Thursday, 23 July 2009

Pickled Peaches

Next time you are eating a peach examine the stone nestled deep within its flannel like jacket, encased in pulpy fruit. This succulent summer fruit is a distant relation to the bitter almond and both members of the Rosaceae or Rose family. According to wide-eyed polymath Mark Twain their divergent paths to a fruit and nut was all down to a little nurturing. “Training is everything. The peach was once a bitter almond."

Fruit poached in a sweet vinegared syrup has always been a lip puckering way of preservation, from Spain to Italy and from Eastern Europe to the Middle East.

Try these pickled peaches with cheddar or blue cheese.


Ingredients

1kg fresh peaches

750 mls red wine vinegar

3 cloves

½ teaspoon mustard powder

½ tsp cinnamon

½ tsp powdered ginger

250g sugar

¼ tsp black pepper

1 tablespoon of fresh tarragon

2 tbsp barberries


Make the syrup first. In a large pan pour in the wine vinegar followed by the spices, sugar and tarragon. Bring to the boil until the sugar dissolves. Set aside. Drop the peaches into boiling water for about a minute or two. Cool under cold water and peel the skin. Be careful when cutting the peach into segments. Bring the syrup back to the boil and drop in the peach segments followed by the barberries. Poach for about 3 or 4 minutes, you want the peaches a little soft but to keep their shape. With a slotted spoon, fish out the peaches. Now boil the liquid till it reduces and becomes a little syrupy. Pack the peaches into sterilised jars and pour over the syrup. It might be difficult but leave for at least a week before trying.

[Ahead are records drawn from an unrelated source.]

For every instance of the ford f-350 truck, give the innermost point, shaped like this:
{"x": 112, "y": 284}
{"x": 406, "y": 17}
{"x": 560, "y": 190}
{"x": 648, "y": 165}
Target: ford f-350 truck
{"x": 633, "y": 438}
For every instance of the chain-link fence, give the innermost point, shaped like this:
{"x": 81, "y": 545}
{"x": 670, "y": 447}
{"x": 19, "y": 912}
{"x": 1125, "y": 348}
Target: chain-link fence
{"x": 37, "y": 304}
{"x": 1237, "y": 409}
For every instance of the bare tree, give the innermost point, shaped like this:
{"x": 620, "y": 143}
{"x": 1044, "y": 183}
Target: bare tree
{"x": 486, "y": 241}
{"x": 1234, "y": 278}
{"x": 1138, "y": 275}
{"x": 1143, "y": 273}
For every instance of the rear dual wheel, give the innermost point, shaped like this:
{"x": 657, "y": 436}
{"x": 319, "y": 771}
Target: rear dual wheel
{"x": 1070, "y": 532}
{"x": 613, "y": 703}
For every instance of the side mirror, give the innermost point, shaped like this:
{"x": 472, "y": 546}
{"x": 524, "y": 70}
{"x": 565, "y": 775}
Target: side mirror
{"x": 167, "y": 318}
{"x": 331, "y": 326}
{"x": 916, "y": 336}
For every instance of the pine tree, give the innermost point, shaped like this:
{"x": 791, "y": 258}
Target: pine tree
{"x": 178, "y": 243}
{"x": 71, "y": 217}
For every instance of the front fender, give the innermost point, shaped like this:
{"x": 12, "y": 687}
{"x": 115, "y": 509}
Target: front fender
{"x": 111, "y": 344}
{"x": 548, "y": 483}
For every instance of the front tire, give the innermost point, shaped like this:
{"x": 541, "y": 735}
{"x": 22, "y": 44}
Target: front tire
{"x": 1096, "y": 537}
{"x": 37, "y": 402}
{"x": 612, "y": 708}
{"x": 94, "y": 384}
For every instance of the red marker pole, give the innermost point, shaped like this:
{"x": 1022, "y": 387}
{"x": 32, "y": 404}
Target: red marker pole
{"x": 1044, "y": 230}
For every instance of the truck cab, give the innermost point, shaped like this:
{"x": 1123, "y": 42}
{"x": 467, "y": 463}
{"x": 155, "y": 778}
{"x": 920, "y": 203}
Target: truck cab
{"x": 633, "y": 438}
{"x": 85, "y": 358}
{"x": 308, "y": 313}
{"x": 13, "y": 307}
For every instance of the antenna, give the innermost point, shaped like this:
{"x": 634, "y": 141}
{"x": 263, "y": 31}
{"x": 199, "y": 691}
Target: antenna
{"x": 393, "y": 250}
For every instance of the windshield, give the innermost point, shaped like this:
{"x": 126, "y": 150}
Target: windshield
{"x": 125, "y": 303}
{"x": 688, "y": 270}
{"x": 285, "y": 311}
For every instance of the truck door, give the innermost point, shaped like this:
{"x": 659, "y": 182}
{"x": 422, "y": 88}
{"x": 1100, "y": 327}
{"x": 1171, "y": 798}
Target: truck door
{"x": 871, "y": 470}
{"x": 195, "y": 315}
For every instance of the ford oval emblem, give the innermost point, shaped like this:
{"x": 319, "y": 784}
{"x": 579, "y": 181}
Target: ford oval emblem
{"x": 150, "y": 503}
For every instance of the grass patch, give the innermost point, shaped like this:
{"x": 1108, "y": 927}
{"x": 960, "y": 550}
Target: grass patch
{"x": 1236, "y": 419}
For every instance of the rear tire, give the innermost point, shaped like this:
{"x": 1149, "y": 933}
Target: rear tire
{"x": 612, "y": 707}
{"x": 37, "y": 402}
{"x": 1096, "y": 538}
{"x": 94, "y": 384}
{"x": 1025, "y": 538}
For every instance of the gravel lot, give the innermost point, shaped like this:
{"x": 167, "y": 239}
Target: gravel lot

Ken Doherty is a chef and journalist.


Cherry Compote

Fruit and alcohol have always been sweet bedfellows. Think plums and brandy, apples and calvados, raisins and sherry and the trinity of peaches, prunes and pears with white or red wine.
And of course, cherries and kirsch are another brilliant saccharine combination.
The small French region of Alsace is famed for its kirsch, a fermented drink made from morello cherries.
The distilled brandy is a vestige from the German Empire’s presence in the region in the late 19th and early 20th century.
This cherry compote is a decadent addition to yogurt or crème fraiche.

Ingredients:
200ml kirsch
250g cherries
3 tbsp sugar
1/2 tsp cinnamon

Wash and stone the cherries. Put them in a large saucepan on low to medium heat and add the sugar, cinnamon and a little water. Gently stir to dissolve the sugar and bring to the boil. When the cherries are soft, strain the liquid into another pan and add the kirsch. Boil until the liquid reduces a little. Put the cherries into sterilised jars and pour over the reduced liquid, seal and refrigerate.

Ken Doherty is a chef and journalist.

Tuesday, 14 July 2009

Apricot Jam

For the people of Beit-Jala in Palestine, the apricot is a fruit of longing. According to food writer Christiane Dabdoub Nasser, it is the fruit that most emigrants from this part of the West Bank miss most about their region.
This apricot jam recipe, adapted from Nasser’s Classic Palestinian Cuisine, proves once again foods’ importance in sustaining memory and identity.
The apricots lend themselves well to slow cooking with sugar. The result is a thick and sticky jam with a burnt orange glow that would make even the sun jealous. Serve with toast or yogurt.

Ingredients:
500g fresh apricots
200g sugar
Juice of 1/2 lemon or orange

Halve and stone the apricots, put them into a medium-sized pan with the sugar and gently stir so that the sugar coats the fruit and melts.
Bring to a boil, then reduce the heat to a gentle simmer for about an hour till it reaches a jammy consistency. Add the lemon or orange juice a few minutes before the end.

Ken Doherty is a chef and journalist

Monday, 13 July 2009

'We mistook the full moon as a loaf of bread and raised our hands to the sky'......Rumi

Thursday, 2 July 2009

Gingered Gooseberry Chutney

A rather reluctant member of the berry family the gooseberry is a much unloved summer fruit. Its hairy and veiny exterior alone would scare off even the most forgiving berry fanatic. It prefers the relatively milder summers of northern Europe. It's sourness far too teeth-clenching for those looking for a sweeter hit. This Chutney is an excellent way of dealing with a glut of gooseberries that might come your way. Denis Cotter of the great Cafe Paradiso in Cork generously donated his gooseberry chutney recipe to this column. Ginger is the key ingredient and gives the chutney a more eastern inspired flourish. In Paradiso this chutney is served with grilled Haloumi. Also good with grilled fish.

Ingredients

1Kg gooseberries, topped and tailed
100g grated fresh root ginger
½ tsp mixed spice
300g sugar
juice of 2 lemons
Put everything in a pot and simmer for 30-50 minutes until the gooseberries have broken down and the chutney has become thick. Store in sterilized jars.